05.The perfect steak

Ever wondered how to cook the perfect steak on a barbecue? Here's what our experts have to say.

Choose your cut Person moving food from BBQ to plate

The best cuts for grilling on the barbecue are oyster blade or barbeque steak, rump, t-bone, sirloin or tenderloin.

Prepare your BBQ

Preheat the barbecue on medium heat until it is just starting to smoke, this should take about 10 minutes with the hood closed. Be sure to take any excess fat off the steak beforehand to reduce flare ups. If you want to season your steak, be sure to do it just before you cook it as if it is done too early it will dry the meat out and ruin the flavour. You can also brush the steak with some oil.


Start by cooking the steak on one side only until it is brown, and then turn it over. If you continually turn it over it will dry out. The time it takes to cook the steak really depends on the thickness and cut of the steak and how you like it done.

Follow the ‘rule of thumb’ guidelines (below) to check if your steak is cooked to your liking. Don’t pierce it with a fork or knife as this will let the juices escape.

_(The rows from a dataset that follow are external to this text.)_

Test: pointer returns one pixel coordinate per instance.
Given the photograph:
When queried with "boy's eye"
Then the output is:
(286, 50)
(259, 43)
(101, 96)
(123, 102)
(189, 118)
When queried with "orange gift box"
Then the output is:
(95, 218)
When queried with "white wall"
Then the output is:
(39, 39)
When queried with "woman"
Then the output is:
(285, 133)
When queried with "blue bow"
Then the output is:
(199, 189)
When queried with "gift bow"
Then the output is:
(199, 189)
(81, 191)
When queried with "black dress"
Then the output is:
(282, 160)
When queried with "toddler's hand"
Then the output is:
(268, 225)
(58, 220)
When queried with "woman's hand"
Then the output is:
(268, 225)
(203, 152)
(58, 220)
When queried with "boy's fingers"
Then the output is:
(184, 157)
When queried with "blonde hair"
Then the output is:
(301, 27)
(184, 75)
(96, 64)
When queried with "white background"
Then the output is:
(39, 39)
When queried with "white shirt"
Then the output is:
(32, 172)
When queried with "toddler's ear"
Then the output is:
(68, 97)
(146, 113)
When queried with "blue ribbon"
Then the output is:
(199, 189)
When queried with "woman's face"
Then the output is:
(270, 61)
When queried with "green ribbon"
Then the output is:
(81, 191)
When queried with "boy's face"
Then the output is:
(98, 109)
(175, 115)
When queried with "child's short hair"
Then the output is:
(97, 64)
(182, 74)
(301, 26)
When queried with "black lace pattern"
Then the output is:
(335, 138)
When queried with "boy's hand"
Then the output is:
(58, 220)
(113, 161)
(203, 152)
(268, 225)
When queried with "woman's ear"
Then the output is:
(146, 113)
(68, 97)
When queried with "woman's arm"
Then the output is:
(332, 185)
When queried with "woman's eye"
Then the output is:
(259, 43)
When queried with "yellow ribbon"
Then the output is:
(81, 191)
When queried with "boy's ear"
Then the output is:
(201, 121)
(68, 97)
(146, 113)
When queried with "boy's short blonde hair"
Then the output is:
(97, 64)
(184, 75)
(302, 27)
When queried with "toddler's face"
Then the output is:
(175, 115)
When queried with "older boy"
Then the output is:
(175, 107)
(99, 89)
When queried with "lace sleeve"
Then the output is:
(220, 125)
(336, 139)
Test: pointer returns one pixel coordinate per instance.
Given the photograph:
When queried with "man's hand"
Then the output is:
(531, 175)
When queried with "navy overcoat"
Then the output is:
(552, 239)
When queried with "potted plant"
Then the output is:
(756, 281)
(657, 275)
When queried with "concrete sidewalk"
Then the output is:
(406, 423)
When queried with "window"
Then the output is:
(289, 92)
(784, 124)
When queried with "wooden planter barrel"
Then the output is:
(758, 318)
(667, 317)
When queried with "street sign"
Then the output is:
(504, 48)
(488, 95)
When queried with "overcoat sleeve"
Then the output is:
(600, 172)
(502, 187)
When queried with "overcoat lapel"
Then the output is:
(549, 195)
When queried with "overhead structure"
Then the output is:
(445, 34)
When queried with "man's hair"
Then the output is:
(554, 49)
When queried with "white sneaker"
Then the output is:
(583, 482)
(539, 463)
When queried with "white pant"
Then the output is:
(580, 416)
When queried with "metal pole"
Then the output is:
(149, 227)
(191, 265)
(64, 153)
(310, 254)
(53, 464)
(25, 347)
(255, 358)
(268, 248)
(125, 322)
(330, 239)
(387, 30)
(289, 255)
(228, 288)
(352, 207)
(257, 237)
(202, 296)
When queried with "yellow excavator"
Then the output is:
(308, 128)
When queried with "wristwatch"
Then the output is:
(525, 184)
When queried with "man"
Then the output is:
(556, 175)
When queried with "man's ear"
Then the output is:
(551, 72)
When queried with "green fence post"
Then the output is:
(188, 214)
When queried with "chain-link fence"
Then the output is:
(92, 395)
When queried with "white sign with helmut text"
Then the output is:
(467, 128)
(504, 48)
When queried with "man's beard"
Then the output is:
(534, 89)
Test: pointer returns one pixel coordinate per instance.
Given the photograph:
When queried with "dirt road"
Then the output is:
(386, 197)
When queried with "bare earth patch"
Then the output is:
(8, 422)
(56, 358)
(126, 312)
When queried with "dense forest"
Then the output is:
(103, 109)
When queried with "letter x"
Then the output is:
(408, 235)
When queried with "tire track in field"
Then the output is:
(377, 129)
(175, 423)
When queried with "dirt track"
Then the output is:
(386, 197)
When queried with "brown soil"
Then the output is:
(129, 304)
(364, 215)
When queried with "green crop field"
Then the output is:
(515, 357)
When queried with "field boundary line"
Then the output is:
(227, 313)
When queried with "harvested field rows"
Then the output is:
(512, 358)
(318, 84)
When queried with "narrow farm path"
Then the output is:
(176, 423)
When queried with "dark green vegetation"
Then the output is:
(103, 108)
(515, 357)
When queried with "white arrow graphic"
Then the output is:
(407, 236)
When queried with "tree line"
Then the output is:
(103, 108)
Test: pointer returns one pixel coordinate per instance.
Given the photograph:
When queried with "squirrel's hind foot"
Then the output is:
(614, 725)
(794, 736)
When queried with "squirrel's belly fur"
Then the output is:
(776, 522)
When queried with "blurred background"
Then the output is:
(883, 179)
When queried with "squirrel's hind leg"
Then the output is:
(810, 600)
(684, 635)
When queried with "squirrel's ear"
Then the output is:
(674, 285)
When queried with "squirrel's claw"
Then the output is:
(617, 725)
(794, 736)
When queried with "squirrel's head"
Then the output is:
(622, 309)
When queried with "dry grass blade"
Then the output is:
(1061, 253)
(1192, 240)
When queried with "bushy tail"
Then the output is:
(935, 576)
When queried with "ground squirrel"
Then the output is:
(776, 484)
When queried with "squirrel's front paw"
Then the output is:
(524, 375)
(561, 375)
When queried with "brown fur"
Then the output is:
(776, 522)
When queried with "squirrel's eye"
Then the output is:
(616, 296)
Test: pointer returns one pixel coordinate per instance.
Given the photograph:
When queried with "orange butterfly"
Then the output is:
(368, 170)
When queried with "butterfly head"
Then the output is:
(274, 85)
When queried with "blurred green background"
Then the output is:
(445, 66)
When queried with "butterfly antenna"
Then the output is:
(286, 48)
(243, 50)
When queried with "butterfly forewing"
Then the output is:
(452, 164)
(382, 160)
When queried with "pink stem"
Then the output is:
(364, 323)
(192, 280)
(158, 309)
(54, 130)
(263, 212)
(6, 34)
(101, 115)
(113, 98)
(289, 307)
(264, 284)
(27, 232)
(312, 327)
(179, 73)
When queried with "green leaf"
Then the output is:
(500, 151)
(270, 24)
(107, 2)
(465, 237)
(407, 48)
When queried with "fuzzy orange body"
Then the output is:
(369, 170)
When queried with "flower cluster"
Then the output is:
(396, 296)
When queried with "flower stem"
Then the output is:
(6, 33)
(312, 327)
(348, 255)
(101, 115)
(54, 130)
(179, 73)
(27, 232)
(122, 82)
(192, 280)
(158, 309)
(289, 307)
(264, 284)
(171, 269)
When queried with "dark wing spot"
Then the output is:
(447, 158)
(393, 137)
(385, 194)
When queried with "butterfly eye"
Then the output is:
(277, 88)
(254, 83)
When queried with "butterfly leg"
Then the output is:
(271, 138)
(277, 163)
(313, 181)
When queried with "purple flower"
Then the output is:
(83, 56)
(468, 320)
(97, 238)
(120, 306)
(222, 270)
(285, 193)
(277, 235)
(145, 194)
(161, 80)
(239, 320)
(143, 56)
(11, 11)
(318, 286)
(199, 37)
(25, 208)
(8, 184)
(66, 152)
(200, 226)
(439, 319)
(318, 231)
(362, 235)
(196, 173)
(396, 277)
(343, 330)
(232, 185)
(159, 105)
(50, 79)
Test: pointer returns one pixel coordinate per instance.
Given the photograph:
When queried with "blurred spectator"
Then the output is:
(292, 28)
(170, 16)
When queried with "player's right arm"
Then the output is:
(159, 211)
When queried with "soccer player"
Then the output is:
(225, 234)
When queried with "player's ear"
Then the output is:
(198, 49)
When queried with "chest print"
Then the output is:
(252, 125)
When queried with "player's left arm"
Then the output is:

Once the steak is cooked to your liking put it in a warm spot close to the barbeque to rest for about 5 to 10 minutes before serving. This helps to maximise the flavour and keep the steak juicy.

Rule of thumb - how to test the meat

  • Rare steak:
    Hold one hand up loosely and with the other hand squeeze the ball of your thumb (this is the fleshy part of your hand directly under your thumb). This should give you the feeling of a rare steak.
  • Medium done:
    Bring your index finger to your thumb to make a circle. Using your other hand, squeeze the ball of your thumb to get the feeling of a steak that is medium done.
  • Well done:
    Bring your middle finger to your thumb to make a circle, using your other hand squeeze the ball of your thumb to get the feeling of a well-done steak. You can prod your steak with the back of a knife or fork to judge whether your steak is cooked to perfection.